Oddly — in a phenomenon it calls “pinkwashing” — many companies that are behind Pink Ribbon events are those associated with such risks. The movie points out that Yoplait yogurt, which asked users to send in lids to raise money, was putting recombinant bovine-growth hormone into its product until a public protest made it stop. Cosmetics companies such as Estee Lauder, which are major Pink Ribbon sponsors, have chemicals linked to cancer in some of their products.
Pool includes commercials, such as one for a car dealership, where a woman says that, when she was diagnosed with breast cancer, the first thing she wanted to do was drive away in her Ford Mustang.
There are also scenes from an ill-fated KFC campaign that offered to donate money from its “pink buckets” of chicken to cancer research.

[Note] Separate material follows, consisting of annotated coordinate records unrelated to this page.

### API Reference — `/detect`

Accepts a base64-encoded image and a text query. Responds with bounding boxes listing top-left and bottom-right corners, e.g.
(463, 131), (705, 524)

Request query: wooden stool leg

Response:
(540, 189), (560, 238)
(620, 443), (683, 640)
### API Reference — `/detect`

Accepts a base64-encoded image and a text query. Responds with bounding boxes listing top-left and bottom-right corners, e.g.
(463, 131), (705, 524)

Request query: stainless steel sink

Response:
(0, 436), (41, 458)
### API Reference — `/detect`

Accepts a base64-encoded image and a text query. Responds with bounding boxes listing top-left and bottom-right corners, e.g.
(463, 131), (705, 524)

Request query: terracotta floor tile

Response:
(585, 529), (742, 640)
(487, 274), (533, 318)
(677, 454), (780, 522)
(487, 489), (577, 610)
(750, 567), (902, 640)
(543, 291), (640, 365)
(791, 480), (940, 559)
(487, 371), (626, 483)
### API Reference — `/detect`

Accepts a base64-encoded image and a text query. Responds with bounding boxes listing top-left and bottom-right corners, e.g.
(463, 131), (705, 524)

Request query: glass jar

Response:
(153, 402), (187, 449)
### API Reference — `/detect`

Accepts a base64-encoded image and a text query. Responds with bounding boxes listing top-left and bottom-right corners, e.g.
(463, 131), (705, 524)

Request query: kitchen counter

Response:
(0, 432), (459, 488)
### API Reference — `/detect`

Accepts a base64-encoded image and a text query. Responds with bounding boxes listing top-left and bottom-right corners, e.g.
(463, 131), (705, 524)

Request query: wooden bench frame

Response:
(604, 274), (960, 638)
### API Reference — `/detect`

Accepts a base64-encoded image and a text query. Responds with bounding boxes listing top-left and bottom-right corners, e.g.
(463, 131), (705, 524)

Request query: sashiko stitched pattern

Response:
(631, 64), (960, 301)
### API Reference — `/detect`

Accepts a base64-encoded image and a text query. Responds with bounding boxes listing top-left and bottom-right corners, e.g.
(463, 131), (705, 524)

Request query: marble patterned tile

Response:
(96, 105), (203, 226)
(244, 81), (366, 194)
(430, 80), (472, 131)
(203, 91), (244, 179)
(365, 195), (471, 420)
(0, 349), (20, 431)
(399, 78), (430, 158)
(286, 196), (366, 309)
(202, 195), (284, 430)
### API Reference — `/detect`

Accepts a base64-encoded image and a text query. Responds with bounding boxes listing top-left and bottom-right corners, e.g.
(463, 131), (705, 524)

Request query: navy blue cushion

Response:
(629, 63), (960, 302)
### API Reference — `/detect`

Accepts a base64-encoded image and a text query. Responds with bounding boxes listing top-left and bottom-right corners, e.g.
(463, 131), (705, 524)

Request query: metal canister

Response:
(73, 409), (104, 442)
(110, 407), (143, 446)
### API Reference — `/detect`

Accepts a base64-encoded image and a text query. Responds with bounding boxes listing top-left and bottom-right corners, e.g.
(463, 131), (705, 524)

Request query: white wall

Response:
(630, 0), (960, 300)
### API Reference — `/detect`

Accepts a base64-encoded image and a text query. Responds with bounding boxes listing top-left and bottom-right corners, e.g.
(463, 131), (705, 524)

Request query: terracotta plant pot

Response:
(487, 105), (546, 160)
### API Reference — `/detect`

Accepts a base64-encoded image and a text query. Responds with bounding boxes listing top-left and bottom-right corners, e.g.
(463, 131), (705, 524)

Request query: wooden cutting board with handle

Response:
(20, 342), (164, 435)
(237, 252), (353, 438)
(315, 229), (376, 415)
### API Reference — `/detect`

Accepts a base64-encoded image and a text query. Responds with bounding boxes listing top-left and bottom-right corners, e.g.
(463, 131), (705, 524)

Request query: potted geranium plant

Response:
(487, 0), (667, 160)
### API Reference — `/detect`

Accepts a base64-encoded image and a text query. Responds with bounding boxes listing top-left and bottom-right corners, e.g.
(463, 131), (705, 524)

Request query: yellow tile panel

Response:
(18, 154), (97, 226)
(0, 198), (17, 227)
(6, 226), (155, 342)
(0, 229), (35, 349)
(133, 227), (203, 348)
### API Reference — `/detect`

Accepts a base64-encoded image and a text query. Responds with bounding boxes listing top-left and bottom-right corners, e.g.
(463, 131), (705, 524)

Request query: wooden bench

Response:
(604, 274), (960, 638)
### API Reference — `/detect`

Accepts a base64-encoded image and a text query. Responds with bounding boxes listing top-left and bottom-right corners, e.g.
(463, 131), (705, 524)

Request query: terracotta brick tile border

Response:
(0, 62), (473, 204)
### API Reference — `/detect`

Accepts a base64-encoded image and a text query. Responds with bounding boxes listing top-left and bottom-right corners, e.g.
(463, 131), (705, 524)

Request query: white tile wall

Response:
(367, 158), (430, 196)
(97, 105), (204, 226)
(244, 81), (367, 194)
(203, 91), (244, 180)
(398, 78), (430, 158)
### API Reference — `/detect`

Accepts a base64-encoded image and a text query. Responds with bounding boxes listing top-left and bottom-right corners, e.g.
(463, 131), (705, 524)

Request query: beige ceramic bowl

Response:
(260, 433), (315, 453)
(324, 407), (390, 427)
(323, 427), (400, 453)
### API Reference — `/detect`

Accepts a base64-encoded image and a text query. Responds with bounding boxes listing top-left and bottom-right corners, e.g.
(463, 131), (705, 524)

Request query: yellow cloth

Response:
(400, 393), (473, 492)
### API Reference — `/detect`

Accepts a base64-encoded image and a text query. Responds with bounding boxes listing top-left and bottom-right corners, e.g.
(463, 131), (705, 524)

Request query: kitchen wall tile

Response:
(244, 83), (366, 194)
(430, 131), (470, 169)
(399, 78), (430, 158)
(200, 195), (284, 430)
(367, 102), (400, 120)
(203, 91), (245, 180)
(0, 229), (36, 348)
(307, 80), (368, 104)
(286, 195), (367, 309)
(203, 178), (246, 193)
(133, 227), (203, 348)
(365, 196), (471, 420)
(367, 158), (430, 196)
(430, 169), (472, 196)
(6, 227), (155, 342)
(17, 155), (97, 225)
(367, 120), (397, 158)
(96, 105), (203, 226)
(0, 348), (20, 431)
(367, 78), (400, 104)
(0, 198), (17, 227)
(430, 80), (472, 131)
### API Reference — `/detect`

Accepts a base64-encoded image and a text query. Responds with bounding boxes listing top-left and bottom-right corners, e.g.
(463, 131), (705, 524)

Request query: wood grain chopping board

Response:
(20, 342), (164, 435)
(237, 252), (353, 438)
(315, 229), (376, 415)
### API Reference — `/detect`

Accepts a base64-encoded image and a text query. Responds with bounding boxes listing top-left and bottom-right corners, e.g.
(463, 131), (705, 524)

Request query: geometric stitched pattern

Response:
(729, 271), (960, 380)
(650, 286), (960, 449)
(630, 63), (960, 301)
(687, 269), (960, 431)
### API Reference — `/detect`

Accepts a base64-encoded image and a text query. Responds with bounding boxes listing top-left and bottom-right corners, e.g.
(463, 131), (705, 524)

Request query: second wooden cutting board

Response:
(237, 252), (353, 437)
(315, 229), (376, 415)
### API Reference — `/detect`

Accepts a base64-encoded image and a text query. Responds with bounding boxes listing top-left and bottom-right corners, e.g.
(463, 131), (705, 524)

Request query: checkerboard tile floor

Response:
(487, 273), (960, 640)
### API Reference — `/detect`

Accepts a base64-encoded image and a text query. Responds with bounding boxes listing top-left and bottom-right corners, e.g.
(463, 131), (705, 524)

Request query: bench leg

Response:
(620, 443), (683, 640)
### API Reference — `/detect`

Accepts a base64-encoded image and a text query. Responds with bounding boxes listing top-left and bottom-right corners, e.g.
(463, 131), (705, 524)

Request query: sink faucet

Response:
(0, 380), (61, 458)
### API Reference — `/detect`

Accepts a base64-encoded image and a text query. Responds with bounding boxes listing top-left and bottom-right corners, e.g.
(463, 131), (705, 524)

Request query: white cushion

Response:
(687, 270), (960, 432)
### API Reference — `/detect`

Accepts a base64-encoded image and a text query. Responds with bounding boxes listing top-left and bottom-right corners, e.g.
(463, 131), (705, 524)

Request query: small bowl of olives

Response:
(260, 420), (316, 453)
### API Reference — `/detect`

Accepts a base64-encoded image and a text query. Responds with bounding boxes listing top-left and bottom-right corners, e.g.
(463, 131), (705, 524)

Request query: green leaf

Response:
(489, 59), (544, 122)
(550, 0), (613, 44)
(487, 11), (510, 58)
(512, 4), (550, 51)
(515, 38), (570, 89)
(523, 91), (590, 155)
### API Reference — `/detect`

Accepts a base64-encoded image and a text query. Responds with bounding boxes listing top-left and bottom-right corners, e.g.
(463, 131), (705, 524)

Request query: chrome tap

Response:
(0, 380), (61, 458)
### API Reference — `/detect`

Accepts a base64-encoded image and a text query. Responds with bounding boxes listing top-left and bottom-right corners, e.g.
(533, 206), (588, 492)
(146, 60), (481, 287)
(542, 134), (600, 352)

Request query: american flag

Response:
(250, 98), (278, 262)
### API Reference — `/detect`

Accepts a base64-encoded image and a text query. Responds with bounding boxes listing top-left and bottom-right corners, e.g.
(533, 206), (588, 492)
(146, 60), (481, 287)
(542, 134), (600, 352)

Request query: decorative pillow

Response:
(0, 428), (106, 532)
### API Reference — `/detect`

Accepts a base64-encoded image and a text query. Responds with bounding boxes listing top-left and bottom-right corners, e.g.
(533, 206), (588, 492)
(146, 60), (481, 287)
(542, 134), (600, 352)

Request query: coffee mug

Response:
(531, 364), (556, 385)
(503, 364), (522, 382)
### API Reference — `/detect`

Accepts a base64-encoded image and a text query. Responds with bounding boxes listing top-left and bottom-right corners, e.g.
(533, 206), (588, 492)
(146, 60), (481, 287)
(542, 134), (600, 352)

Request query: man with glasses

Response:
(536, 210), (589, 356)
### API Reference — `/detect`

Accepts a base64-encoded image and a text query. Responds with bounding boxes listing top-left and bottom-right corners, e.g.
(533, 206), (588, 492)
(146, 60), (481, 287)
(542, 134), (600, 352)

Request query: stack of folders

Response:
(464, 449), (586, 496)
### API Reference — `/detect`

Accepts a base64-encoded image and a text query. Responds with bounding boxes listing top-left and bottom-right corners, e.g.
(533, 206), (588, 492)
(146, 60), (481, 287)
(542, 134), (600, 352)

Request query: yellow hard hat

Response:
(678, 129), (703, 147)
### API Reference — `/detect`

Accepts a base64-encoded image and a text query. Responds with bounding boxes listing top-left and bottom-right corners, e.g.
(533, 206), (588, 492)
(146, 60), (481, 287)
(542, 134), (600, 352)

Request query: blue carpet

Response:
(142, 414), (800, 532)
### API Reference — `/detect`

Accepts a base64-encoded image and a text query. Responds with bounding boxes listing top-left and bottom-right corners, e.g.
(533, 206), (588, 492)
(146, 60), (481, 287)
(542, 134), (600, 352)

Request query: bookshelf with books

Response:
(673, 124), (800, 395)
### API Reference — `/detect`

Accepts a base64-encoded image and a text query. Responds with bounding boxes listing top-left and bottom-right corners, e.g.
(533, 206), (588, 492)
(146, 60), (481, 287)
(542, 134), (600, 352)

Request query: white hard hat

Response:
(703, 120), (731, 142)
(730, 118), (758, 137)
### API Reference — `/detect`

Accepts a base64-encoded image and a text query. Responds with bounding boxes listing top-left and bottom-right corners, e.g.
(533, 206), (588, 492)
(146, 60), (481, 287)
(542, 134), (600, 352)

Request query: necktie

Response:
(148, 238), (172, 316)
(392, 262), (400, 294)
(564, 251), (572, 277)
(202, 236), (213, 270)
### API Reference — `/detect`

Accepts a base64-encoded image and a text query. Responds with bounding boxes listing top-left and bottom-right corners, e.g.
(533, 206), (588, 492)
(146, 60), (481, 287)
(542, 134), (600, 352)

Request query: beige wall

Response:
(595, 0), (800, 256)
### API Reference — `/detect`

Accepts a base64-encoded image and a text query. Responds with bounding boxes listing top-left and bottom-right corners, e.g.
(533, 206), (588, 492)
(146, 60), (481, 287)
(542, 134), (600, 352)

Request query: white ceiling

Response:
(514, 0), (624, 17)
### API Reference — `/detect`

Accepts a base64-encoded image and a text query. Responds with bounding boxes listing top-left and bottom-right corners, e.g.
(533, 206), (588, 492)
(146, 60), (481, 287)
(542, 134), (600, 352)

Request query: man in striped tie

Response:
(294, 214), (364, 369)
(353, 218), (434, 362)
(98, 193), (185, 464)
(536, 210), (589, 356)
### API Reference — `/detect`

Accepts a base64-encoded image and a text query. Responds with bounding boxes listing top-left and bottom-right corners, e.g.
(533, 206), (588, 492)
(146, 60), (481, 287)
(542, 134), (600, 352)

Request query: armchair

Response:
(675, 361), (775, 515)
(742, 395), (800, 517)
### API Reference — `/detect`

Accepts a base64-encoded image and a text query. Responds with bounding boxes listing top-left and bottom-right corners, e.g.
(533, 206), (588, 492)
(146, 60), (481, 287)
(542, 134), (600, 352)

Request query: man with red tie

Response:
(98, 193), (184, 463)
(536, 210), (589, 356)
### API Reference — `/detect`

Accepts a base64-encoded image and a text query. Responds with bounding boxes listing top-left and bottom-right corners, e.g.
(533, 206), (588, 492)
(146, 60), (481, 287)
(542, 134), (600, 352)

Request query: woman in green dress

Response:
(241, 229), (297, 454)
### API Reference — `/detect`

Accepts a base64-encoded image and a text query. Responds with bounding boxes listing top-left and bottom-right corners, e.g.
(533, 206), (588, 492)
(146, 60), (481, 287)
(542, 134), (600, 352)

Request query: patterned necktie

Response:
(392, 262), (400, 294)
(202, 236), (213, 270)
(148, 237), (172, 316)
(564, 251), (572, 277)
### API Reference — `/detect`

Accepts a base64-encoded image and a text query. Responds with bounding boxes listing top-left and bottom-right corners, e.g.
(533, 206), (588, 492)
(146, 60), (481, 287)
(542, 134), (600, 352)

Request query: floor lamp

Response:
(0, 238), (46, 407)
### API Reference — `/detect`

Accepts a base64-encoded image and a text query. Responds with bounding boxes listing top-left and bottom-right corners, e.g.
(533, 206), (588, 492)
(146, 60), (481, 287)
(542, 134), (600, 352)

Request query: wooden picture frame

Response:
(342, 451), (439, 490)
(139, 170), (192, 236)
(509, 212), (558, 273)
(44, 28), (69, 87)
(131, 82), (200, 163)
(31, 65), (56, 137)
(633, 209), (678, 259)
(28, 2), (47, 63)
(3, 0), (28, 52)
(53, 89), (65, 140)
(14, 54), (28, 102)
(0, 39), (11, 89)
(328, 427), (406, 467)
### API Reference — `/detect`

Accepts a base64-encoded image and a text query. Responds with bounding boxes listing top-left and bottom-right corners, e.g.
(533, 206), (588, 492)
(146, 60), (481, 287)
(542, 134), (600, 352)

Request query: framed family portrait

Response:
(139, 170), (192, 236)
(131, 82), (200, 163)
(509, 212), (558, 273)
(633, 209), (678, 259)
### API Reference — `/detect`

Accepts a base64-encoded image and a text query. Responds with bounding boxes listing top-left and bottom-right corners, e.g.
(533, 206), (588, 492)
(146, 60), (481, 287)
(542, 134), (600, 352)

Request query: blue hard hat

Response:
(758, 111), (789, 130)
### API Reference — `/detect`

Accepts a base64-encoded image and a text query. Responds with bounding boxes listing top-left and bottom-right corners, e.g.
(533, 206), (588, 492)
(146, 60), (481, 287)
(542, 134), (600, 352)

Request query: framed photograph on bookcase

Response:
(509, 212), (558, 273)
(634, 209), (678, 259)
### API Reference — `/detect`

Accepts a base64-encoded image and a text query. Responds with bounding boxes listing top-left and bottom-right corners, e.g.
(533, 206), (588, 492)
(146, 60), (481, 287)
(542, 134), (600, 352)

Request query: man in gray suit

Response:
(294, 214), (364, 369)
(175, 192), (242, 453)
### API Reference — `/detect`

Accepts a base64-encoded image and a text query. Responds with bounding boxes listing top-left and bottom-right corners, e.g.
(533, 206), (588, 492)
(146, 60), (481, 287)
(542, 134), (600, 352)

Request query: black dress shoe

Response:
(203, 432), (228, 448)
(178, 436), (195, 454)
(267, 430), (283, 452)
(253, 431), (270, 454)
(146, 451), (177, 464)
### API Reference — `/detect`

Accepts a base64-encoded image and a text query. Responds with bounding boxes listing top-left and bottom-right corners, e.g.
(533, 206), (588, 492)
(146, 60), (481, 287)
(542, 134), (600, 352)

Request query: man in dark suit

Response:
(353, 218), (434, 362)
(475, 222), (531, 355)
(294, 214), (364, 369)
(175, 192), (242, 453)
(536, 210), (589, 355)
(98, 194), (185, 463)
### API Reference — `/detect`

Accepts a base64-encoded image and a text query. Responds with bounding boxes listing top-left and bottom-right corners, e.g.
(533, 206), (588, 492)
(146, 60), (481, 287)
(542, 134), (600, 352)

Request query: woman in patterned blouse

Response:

Pink Ribbons Inc. moves from interviews with angry activists to scenes of marches by women whose reasons for taking part — “you want to do something,” says one — seem both laudable and lost in the complex politics of cancer and research.
The anti-pink Ribbon spokeswomen don’t say these participants are wrong, but that they have been distracted from more useful tasks: writing to corporations about their environmental records, for instance, or demanding co-ordinated research.
As the film says, it’s not a conspiracy, because that would be easy to expose. It’s just business as usual.